I have a creative writing portfolio to write, most of it is now a working progress. None the less there is still a lot left to do. The fact that i force myself to like coffee is one thing, but the calories in energy drinks make me want to cry.
Is it healthy to want so much out of life like i do; i feel that I'm not getting anywhere. Firstly, I'm 20 and I'm doing an English degree at a University that i don't like and i strongly feel i don't belong there.. i mean i want this degree, so that i can get more professionally in to blogs and journalism but give me a break! These people are so bland. It would be awful to stay there for 3-4 YEARS. I need an English degree to get where i want to be, its just a shame i haven't moved away and enjoying life out there. A London university would of been awesome. Camden and Bricklane would be so close.. Imagine that. I'm living such a boring life in comparison to most and i don't like that
I'm trapped. My mind is about the only thing i can feel close to anymore. Believing is one thing but doing is another.

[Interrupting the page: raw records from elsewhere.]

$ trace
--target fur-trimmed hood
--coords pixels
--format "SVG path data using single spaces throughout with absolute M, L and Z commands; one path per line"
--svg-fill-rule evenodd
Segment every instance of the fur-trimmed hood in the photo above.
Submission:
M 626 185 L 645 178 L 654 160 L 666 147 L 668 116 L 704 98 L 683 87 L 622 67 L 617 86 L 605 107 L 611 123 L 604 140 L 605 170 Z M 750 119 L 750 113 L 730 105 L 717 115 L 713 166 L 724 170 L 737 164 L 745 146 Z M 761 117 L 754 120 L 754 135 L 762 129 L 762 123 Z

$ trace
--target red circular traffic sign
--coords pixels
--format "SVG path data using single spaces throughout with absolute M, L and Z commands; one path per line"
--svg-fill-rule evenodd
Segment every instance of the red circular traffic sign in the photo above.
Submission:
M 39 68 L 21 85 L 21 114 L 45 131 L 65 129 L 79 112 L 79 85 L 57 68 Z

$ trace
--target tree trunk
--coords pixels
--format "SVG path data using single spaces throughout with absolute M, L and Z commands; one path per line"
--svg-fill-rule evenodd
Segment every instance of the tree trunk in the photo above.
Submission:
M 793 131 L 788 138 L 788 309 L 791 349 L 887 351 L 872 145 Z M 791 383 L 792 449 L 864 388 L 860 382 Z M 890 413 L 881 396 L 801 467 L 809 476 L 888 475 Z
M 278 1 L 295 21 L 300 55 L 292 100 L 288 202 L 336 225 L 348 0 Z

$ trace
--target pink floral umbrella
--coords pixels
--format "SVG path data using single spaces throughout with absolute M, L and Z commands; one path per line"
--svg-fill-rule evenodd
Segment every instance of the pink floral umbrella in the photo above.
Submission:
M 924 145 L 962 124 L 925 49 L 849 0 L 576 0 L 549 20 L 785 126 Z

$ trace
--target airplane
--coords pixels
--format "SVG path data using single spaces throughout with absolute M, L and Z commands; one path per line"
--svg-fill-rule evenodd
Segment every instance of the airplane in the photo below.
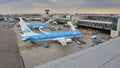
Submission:
M 49 23 L 53 21 L 53 19 L 48 20 L 45 23 L 26 23 L 24 22 L 28 27 L 32 27 L 32 28 L 38 28 L 38 27 L 48 27 Z
M 2 22 L 15 23 L 17 22 L 17 20 L 12 19 L 12 18 L 7 19 L 6 17 L 4 17 L 4 20 Z
M 45 33 L 45 34 L 39 34 L 34 33 L 26 24 L 26 22 L 20 18 L 20 26 L 22 32 L 20 35 L 22 36 L 22 40 L 27 41 L 48 41 L 48 40 L 57 40 L 61 43 L 61 45 L 67 45 L 66 38 L 68 37 L 76 37 L 76 36 L 82 36 L 83 33 L 80 31 L 69 31 L 69 32 L 55 32 L 55 33 Z

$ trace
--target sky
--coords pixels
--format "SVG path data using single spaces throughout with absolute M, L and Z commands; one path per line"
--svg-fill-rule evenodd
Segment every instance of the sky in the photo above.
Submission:
M 120 11 L 120 0 L 0 0 L 0 13 L 86 13 Z M 108 13 L 109 13 L 108 12 Z

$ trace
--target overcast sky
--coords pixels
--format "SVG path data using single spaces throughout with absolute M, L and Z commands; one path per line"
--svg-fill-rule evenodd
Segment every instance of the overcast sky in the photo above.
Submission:
M 0 0 L 0 13 L 119 7 L 120 0 Z

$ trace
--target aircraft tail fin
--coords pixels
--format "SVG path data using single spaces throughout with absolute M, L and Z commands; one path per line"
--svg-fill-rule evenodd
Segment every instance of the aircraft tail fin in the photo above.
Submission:
M 73 26 L 71 21 L 68 21 L 67 24 L 70 26 L 71 31 L 76 31 L 75 27 Z
M 22 19 L 22 18 L 19 18 L 20 19 L 20 27 L 21 27 L 21 36 L 31 36 L 31 35 L 36 35 L 37 33 L 34 33 L 28 26 L 26 26 L 26 22 Z
M 54 19 L 50 19 L 50 20 L 48 20 L 46 23 L 49 24 L 51 21 L 54 21 Z
M 6 17 L 4 17 L 4 20 L 8 20 Z
M 22 32 L 32 32 L 31 29 L 29 27 L 27 27 L 25 23 L 26 22 L 22 18 L 20 18 L 19 24 L 21 26 Z

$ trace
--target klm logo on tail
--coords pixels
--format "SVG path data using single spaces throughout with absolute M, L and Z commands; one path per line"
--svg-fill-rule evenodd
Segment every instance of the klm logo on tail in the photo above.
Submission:
M 30 32 L 30 30 L 28 30 L 28 29 L 25 29 L 25 30 L 23 31 L 23 33 L 28 33 L 28 32 Z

The Beatles are my life right now; if i'm not listening to them i'm drawing them.
I belong in the swinging 60's. I belong there and I'm positive that i do..
Twiggy. Hundred's must of posted blogs on Twiggy. Her make up, her stance. Her.
If i could look like how she looked in the 60's for one day that day would be the best day of my life. Her fragile frame and that famous dainty pose.
I'm going to make a vow, to improve my blog, get out there with my camera and live life to it's limited.
I won't sit and watch you all from the window anymore.